Hi Guys,
Life in the Big Apple… er… Jersey is going just great! I’ve completely turned around my lifestyle. Up by 5:30 am. Wake up Moms at 6 am. Supervise Moms cleaning up my poop box. Making sure she stocks up my cat feeder (Er… you guys have been sending me comments that I’m gainin’ weight…. It’s not true!). Stick Moms in the shower. And, then Moms takes off for work, and I take a nice long nap in my cat house or underneath the covers of the bed until my Moms gets back at around 11 pm.
That’s me in the picture in my cat house! I look great, don’t I?

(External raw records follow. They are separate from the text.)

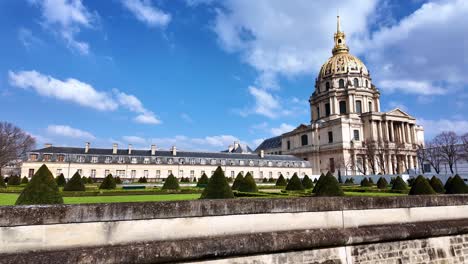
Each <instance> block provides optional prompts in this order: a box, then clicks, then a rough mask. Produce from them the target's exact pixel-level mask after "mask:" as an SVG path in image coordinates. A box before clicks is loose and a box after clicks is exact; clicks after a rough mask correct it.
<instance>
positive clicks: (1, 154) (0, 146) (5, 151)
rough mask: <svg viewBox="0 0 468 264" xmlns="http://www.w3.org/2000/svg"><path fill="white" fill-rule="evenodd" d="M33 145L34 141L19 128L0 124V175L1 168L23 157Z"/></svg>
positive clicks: (1, 168) (25, 133) (5, 124)
mask: <svg viewBox="0 0 468 264" xmlns="http://www.w3.org/2000/svg"><path fill="white" fill-rule="evenodd" d="M35 145H36V141H35V139H34V138H33V137H31V136H30V135H29V134H27V133H26V132H24V131H23V130H21V129H20V128H19V127H16V126H15V125H13V124H11V123H8V122H0V175H2V168H3V167H5V166H6V165H7V164H8V163H9V162H12V161H15V160H18V159H20V158H21V157H23V156H24V155H25V154H26V152H28V151H30V150H31V149H32V148H33V147H34V146H35Z"/></svg>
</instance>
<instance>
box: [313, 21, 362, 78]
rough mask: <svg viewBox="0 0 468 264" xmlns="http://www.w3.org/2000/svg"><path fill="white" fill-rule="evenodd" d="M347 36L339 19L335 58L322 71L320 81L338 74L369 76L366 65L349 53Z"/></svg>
mask: <svg viewBox="0 0 468 264" xmlns="http://www.w3.org/2000/svg"><path fill="white" fill-rule="evenodd" d="M345 41H346V36H345V33H344V32H341V30H340V22H339V18H338V26H337V32H336V33H335V47H334V48H333V56H332V57H331V58H329V59H328V60H327V61H326V62H325V63H324V64H323V65H322V68H321V69H320V73H319V76H318V80H323V79H324V78H327V77H330V76H333V75H338V74H347V73H355V74H361V73H362V74H363V75H369V71H368V70H367V67H366V65H364V63H363V62H362V61H361V60H360V59H358V58H357V57H355V56H353V55H351V54H350V53H349V48H348V46H347V45H346V42H345Z"/></svg>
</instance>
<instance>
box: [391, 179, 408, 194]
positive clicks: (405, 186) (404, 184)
mask: <svg viewBox="0 0 468 264" xmlns="http://www.w3.org/2000/svg"><path fill="white" fill-rule="evenodd" d="M407 188H408V187H407V186H406V183H405V181H404V180H403V179H402V178H401V177H400V176H398V177H396V178H395V180H394V181H393V185H392V190H394V191H404V190H406V189H407Z"/></svg>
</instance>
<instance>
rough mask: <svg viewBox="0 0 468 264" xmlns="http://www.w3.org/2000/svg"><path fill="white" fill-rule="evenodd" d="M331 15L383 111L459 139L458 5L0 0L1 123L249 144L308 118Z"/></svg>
mask: <svg viewBox="0 0 468 264" xmlns="http://www.w3.org/2000/svg"><path fill="white" fill-rule="evenodd" d="M337 10H339V14H340V16H341V20H342V28H343V30H344V31H345V33H346V34H347V37H348V45H349V46H350V49H351V53H353V54H354V55H356V56H358V57H360V58H361V59H362V60H363V61H364V62H365V63H366V65H367V67H368V68H369V69H370V71H371V75H372V78H373V82H374V83H375V85H376V86H377V87H378V88H380V90H381V106H382V110H384V111H388V110H391V109H393V108H396V107H399V108H400V109H402V110H404V111H407V112H408V113H409V114H411V115H413V116H415V117H416V118H418V120H419V122H420V124H422V125H424V126H425V129H426V137H427V138H431V137H433V136H434V135H435V134H437V133H439V132H441V131H443V130H454V131H456V132H459V133H462V132H467V131H468V117H467V113H468V106H467V104H466V103H465V102H466V101H467V100H468V34H466V33H467V32H468V1H466V0H432V1H423V0H359V1H356V0H326V1H325V0H323V1H322V0H317V1H310V0H289V1H283V0H256V1H251V0H222V1H221V0H220V1H216V0H109V1H91V0H4V1H0V29H1V32H2V34H0V47H1V49H0V57H1V59H0V107H1V110H0V120H3V121H8V122H12V123H14V124H16V125H18V126H20V127H22V128H23V129H25V130H26V131H28V132H29V133H31V134H32V135H34V136H35V137H36V138H37V141H38V144H39V145H42V144H44V143H45V142H51V143H53V144H55V145H68V146H82V145H84V142H86V141H90V142H91V144H92V146H99V147H110V146H111V144H112V143H113V142H117V143H119V144H121V145H122V146H126V145H127V144H129V143H131V144H133V145H134V146H137V147H145V148H147V147H149V145H150V144H152V143H154V144H157V145H158V146H159V147H161V148H168V147H170V146H172V145H176V146H178V148H180V149H198V150H221V149H224V148H226V147H227V145H228V144H231V143H232V141H234V140H240V141H242V142H244V143H248V144H249V145H250V146H251V147H253V148H254V147H256V145H257V144H258V143H259V142H261V140H262V139H264V138H268V137H271V136H275V135H279V134H281V133H283V132H285V131H288V130H291V129H292V128H294V127H296V126H297V125H299V124H300V123H307V122H309V120H310V117H309V106H308V98H309V96H310V95H311V93H312V92H313V91H314V80H315V77H316V75H317V72H318V70H319V69H320V66H321V65H322V63H324V62H325V61H326V59H327V58H328V57H330V55H331V49H332V46H333V32H334V30H335V29H336V14H337Z"/></svg>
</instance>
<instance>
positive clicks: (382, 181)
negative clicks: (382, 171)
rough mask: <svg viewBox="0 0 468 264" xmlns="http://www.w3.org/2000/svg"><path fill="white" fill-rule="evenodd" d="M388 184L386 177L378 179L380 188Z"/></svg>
mask: <svg viewBox="0 0 468 264" xmlns="http://www.w3.org/2000/svg"><path fill="white" fill-rule="evenodd" d="M387 186H388V182H387V180H386V179H385V178H384V177H380V178H379V180H378V181H377V188H379V189H386V188H387Z"/></svg>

When Moms gets back I go on the prowl. I simply have to find out what that dog does. During the evenings The Dog stays in the basement. The Dog feels that the house – especially the basement – is his territory. But, sometimes The Dog stays in the little boy’s room. When he does I go down in the basement – 4 flights down – and sniff out his territory, leaving my mark.
Now, of course, I can’t tell my Moms what I’m doing down there. She would go ballistic.
“Alfred! Alfred!” Moms calls out if she can’t find me. “Where are you?! You know you’re suppose to stay here up on the third floor. I know you aren’t down there looking for that dog. Now, are you…?”
The other morning while Moms was getting dressed I snuck down to the basement. When Moms was ready to go to work she looks for me to say good-bye. She’s been doin’ that since our days in Equatorial Guinea.
“Alfred! Alfred! Where are you? Are you lost in the house? I can’t find you.” my Moms called out, gradually becoming more panicky when she couldn’t find me.
I was too terrified to say anything. I was so embarrassed that I had gotten stuck in the basement. I was stalking the dog when I realized the lights in the basement went out and someone shut the door. Oh no! What am I going to do now…?!
“Alfred! Alfred! Little Man… I can’t find you…? Have I lost you forever? Have you gotten hurt or sick in this gigantic house and have found some quiet spot to die in and I’ll never find out or see you again…”
Guys! I didn’t know what to do? Should I tell my Moms where I am? Risk getting spanked and humiliated? Or stay quiet in the basement and wait until someone else opens up the door…?
“Alfred…! Where are you? A-L-F-R-E-D…!” Moms was in a full blast panic, going up and down, up and down, up and down all the stairs looking for me on all the floors of the house. Completely frantic.
“Moms….” I whimpered meekly. “Moms… I’m down here. Down here in the basement. Please come rescue me.”
Then, Guys, guess what happened?! My Moms opened up the basement door. I saw light! And my Moms scooped me up into her arms, and I was saved.
So, Guys, you really can’t tell your Moms everything. But, you always count on her to save you!